If you are ready for a welcome splash of colour amidst the dreariness of winter, look no further than amaryllis flowers. These cheerful, bold-hued plants are the perfect thing to grow indoors this winter.
Houseplants of any kind are a welcome sight in the winter. They add some life to the indoors and to the long, cold season. Indoor plants that flower are one of the best ways to add some cheer during a drab winter due to their bright colours and fragrance.
Amaryllis flowers are big, beautiful, and certainly work as a stunning centerpiece. In addition to their bright flowers, the dark and narrow leaves and light thick stems make a wonderful contrast of colours. The amaryllis blooms in the middle of the coldest season, feeling like a little slice of springtime when you need it most—in the dead of winter.
Sponsored Content: This article on forcing spring bulbs is proudly sponsored by Flowerbulbs.com (who also provided some of the gorgeous photos in this post).
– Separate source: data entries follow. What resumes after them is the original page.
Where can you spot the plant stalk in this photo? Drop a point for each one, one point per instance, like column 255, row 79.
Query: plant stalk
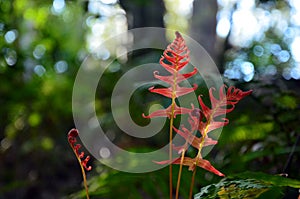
column 192, row 183
column 179, row 174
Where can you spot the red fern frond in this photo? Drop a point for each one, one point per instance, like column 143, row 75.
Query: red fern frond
column 174, row 58
column 225, row 104
column 72, row 135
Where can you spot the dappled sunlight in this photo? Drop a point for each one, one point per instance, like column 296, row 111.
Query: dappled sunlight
column 177, row 16
column 250, row 25
column 107, row 20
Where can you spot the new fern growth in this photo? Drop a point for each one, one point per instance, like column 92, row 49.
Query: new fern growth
column 72, row 139
column 203, row 120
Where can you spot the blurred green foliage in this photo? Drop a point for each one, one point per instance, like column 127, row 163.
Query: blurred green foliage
column 41, row 49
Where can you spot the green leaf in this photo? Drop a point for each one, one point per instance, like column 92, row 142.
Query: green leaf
column 247, row 185
column 275, row 180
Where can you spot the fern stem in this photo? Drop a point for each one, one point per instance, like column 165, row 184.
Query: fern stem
column 82, row 172
column 192, row 183
column 179, row 174
column 85, row 182
column 170, row 149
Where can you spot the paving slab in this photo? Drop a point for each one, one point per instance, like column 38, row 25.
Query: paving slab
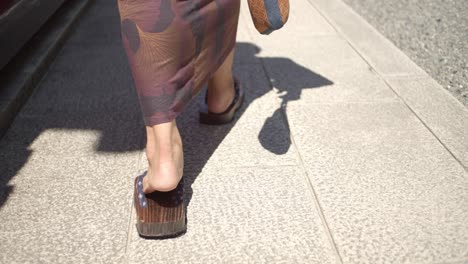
column 243, row 215
column 66, row 201
column 381, row 53
column 258, row 136
column 445, row 116
column 389, row 190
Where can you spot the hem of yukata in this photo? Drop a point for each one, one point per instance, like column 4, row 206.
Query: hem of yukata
column 156, row 120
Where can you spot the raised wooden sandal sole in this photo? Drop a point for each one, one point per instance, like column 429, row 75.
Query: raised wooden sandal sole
column 159, row 214
column 210, row 118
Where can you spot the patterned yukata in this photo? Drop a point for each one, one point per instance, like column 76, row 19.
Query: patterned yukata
column 173, row 48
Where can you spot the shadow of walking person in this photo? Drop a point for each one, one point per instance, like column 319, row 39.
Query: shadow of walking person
column 288, row 79
column 259, row 75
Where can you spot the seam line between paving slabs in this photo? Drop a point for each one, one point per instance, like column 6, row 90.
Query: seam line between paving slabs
column 452, row 261
column 318, row 207
column 386, row 82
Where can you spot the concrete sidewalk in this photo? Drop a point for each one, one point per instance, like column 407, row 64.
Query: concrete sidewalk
column 345, row 152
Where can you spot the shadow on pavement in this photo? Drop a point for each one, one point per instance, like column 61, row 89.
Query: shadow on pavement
column 95, row 93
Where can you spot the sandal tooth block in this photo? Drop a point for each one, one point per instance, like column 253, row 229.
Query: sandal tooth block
column 207, row 117
column 159, row 214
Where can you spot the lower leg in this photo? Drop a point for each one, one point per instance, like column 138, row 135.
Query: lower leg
column 165, row 157
column 221, row 86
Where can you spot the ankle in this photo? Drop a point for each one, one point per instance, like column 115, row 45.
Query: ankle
column 162, row 177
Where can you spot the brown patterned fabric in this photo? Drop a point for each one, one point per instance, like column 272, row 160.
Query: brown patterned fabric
column 173, row 48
We partnered on this article to help remind you that fall is the best time of year to get your amaryllis bulbs. There are a ton of great varieties available at online retailers and in garden centers, so you certainly will have plenty of options in your area. The most beautiful and unique varieties sell out early, so be sure to get your perfect amaryllis early this fall!
The naming of amaryllis can get a little complicated. The botanical name for amaryllis is Hippeastrum, which has several different species. Originally from South Africa, is has around 4 to 6 large flowers on a hollow stem. It is known throughout the world by its common name, ‘amaryllis’.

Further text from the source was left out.